The enhanced credit trilogy cases released by the Supreme Court of Canada are truly a lesson in clarity on many levels. First, the main judgment in the Summers case, written by Madame Justice Karakatsanis, is clear, concise (at least for a SCC judgment) and readable. Second, the main basis for dismissing the Crown appeal is the government’s lack of clarity in defining the meaning of “circumstances” that justify enhanced credit under s. 719(3.1). Conversely, third, is the seemingly clear intention of the government to “cap” the credit at a 1:1.5 ratio. However, fourth, are the clearly defined and “well-established” and “long-standing” sentencing principles, which included enhanced credit for the lack of parole eligibility during pre-trial custody. In order to “overturn” these principles, Parliament must, fifthly, use clear and explicit language in the legislation.

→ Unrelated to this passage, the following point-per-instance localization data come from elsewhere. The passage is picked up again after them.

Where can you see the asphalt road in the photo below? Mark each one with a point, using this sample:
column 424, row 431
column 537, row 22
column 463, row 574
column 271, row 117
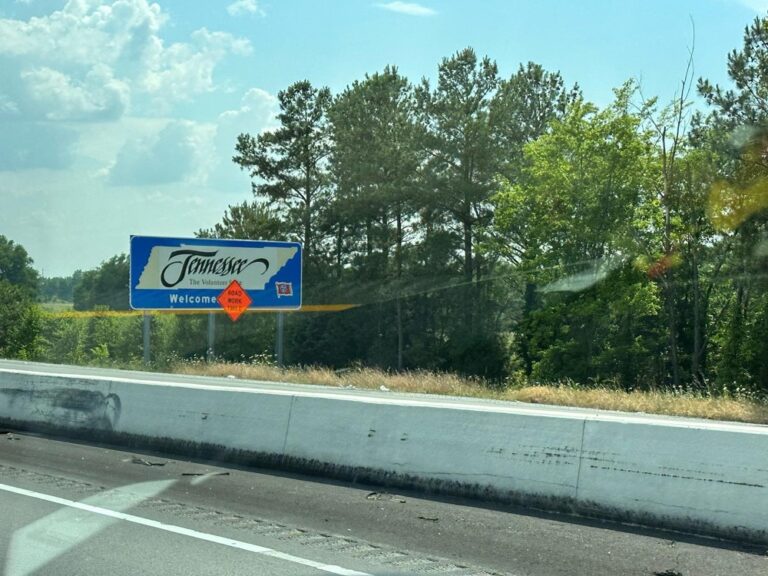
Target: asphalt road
column 70, row 508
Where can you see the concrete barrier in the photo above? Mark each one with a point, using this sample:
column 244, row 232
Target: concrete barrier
column 704, row 477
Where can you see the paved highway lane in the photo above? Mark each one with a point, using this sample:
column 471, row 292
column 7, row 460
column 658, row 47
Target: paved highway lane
column 94, row 510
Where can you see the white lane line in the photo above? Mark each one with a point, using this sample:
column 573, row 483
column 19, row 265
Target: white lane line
column 330, row 568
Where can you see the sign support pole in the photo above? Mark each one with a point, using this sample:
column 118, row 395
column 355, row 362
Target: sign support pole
column 279, row 339
column 210, row 353
column 147, row 330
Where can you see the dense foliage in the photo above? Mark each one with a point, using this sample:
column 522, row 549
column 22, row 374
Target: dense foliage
column 508, row 228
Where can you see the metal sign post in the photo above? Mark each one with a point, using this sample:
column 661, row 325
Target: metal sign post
column 147, row 330
column 279, row 338
column 210, row 353
column 210, row 274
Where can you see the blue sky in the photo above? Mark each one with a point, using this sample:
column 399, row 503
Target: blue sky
column 119, row 117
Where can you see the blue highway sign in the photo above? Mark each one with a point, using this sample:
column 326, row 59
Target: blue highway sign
column 190, row 273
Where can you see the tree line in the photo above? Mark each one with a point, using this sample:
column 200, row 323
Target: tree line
column 506, row 227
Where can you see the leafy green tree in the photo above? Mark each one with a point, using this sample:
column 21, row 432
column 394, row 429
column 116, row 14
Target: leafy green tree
column 523, row 108
column 376, row 159
column 460, row 140
column 248, row 221
column 289, row 164
column 19, row 317
column 16, row 266
column 59, row 288
column 105, row 287
column 738, row 201
column 572, row 224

What is also clear about this judgment (sixth) is that the Court is engaging in a dialogue with the government. If the government wants to change the law, they must do so, well, clearly – the government cannot hide behind value-laden words such as “truth” and “transparency.” However, the Court, albeit in an aside in paragraph 56 of the Summers judgment, also places a caveat on the government’s ability to change entrenched legal principles when Justice Karakatsanis states “Parliament does, of course, have the power to exclude these circumstances from consideration (barring a constitutional challenge).” Certainly, this advice is clear: if the government chooses to change legislation, then any changes must be consistent with the Charter.
Parliament, the ball is now in your “court!”